The capstone to students’ final year as Middle School scientists is the Micro-Museum project, a systems science showcase inspired by the work of a nonprofit, MICRO, whose mission is to increase access to science education around the world. Students design an interactive, free-standing, scientifically accurate Micro-Museum gallery to engage children and adults on a unique topic related to one of the systems they have studied, such as space exploration or climate science.

 

The culmination is as much a display of skills as a deep-dive into a chosen science topic, explains Kirkman. 

“They use our library’s resources to do research; they author a digital brief which they make available online through a QR code; they design their physical exhibit with an interactive element. It draws on everything they’ve learned during their three years of Middle School Science.”

Portrait of a graduate

As the Micro-Museum project suggests, scientists “graduate” from CA’s Middle School program with deep experience in the critical skills they will need to succeed in high school and beyond: the ability to approach any challenge with intention, the experience to design investigations and consider sources of error, even the instinct to meet the latest science headlines on social media with the question, “Where’s the data to support that?”

Says Dance, “As someone who’s taught high school biology before, I’m not expecting next year’s Ninth Graders to remember every single cell organelle that we taught in Seventh Grade, for example.”

Adds Reilly, "But we've given them a toolbox: We do expect them to be able to design an experiment, to analyze data, to communicate their results effectively.”

 

Continues Dance, “The biggest skill we want them to take with them is the skill of being inquisitive, of being curious about the world around them, how they interact with it, and how they are making an impact. I don’t think any of our scientists haven’t gotten really good at asking questions.”

 

Asking questions about not only science and the world, Galvin notes, but wondering about their own future paths, too.

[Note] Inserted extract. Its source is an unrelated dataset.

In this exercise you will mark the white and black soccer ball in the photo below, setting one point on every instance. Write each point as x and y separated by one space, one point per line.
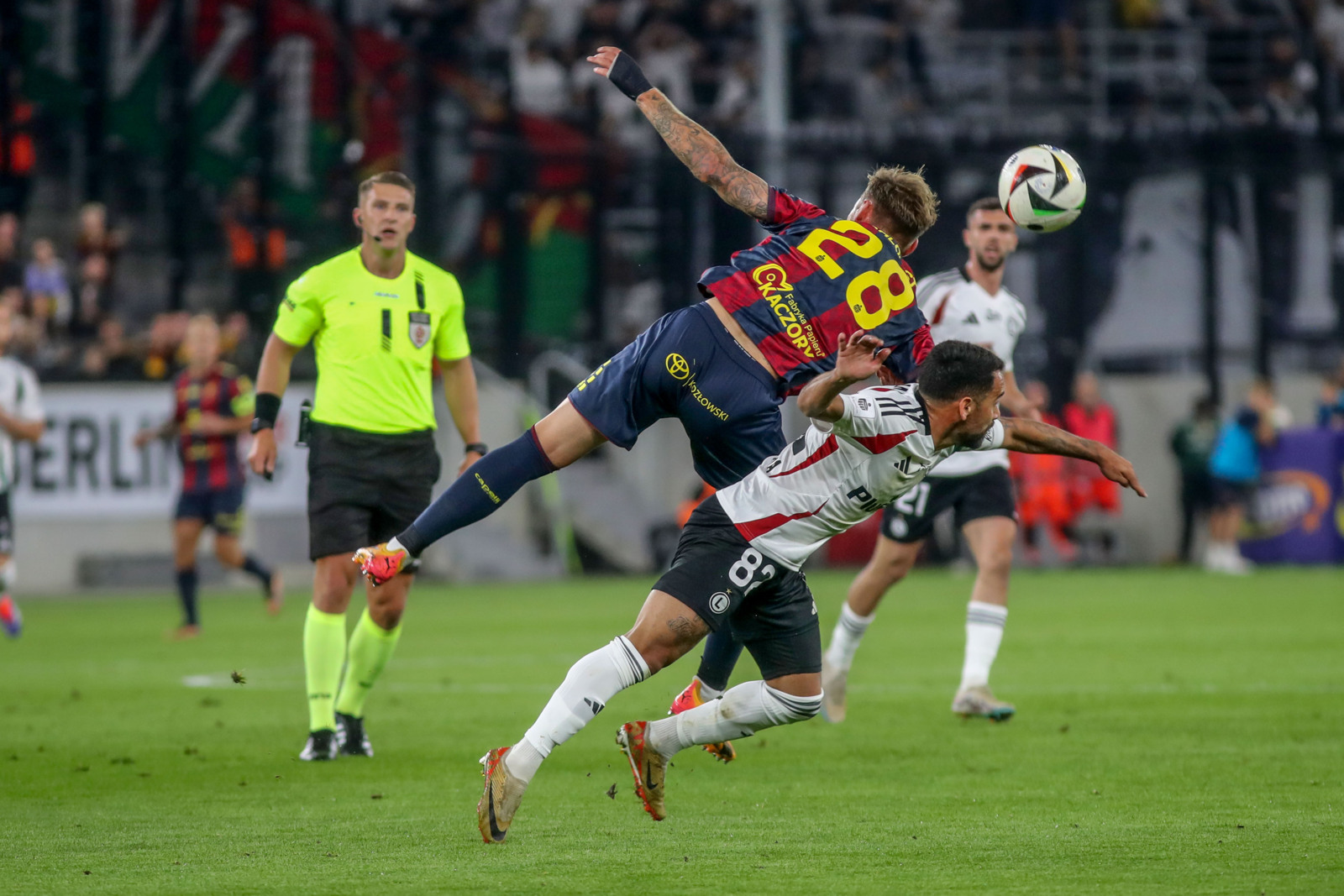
1042 188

“For us, the focus from Sixth through Eighth Grade is getting our students to connect science with the real world. So in the Health Design Challenge or the Science Symposium, they’re getting a firsthand understanding of how this career uses science, how that medical role would need to communicate, how a researcher would collect and interpret data.”

From geologists to city planners, CA Middle Schoolers have already begun to picture what it might look like to pursue science as a career. And at the just-opened CSU Spur Campus, the Middle School science team has found an innovative space where Sixth and Seventh Graders can indeed see real science in action.

A field trip destination for CA Science students almost since opening day three years ago, CSU’s free facility for discovery and learning offers a behind-the-scenes look at careers ranging from biotech engineers and veterinarians to agriculturalists and entrepreneurs. Rotating programs connect students to potential futures through live demonstrations, hands-on experiments, and interactive experiences in food, water, and health.

“Spur is a great fit for CA,” says Galvin.

Sixth Graders using the Stream Table at CSU Spur

 

Yet science education, she makes clear, isn’t only preparation for careers in science. It is an essential component of modern literacy. 

Understanding how the Earth’s systems change in relation to human activity has never been more critical to the future of civilization. Knowledge of engineering and computing models is more essential than ever as AI seems poised to take over vast swaths of skilled professions. And being able to comprehend evidence and draw informed conclusions couldn’t be more important in a world in which pandemics, energy and resource scarcity, and political instability pose novel challenges and questions.

“We are instilling this special version of curiosity,” reiterates Dance, “that doesn’t stop with asking questions: It wants to know more, to figure out the deeper causes and effects, and then to think through a problem thoughtfully, creatively, and methodically.”

This, in other words, is how CA’s Middle School scientists will save the world.